In 2013, the Journal of Toxicology published an article which attempted to quantify to what extent cannabis consumers may be exposed to pesticide and other chemical residues when they inhaled cannabis smoke. The authors noted that in 2009 the Los Angeles City Attorney’s office had tested medical samples available in California dispensaries and found two of the three samples they tested had extremely high levels of bifenthrin, a chemical used in pesticides. Further, the study found that recovery of pesticides in unfiltered smoking media such as glass pipes and water pipes ranged from 69.5% to 42.2%. Recovery from filtered water pipes was significantly lower – only .08% to 10.9%.

Substantial Litigation Risks For A “Growth” Industry?
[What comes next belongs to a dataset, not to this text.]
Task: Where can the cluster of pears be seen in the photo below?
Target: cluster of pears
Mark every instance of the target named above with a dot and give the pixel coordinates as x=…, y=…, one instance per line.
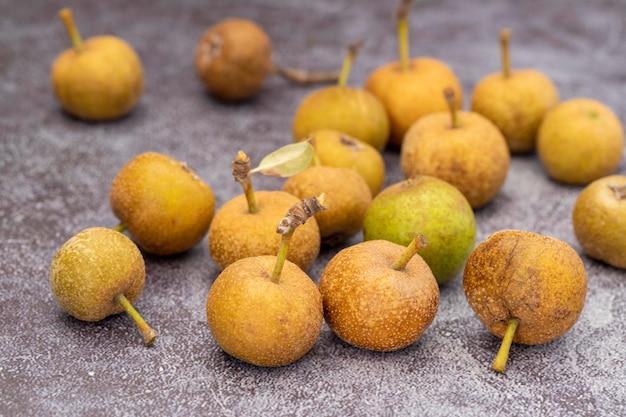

As more states allow the legal use of cannabis, the state regulatory agencies are beginning to consider regulations for the industry. Inevitably, this leads to questions as to how existing state and federal environmental laws may apply to plants and their associated fertilizers, pesticides and growth agents. As a result, many producers of legal marijuana may be forced to guess what products may work on their crops, what products are safe when marijuana is smoked, what products are safe on plants ingested in foods, as well as what – if any – warnings may be required when their products are sold. At the same time, emerging businesses in the fledgling industry will likely find themselves beset by the same kinds of toxic tort litigation faced by other manufacturers, including pharmaceutical companies, for various alleged injuries as well as failure to warn of those potential injuries. Thus, as the LivWell case demonstrates, more claims for toxic injury may be on the horizon as the industry grows.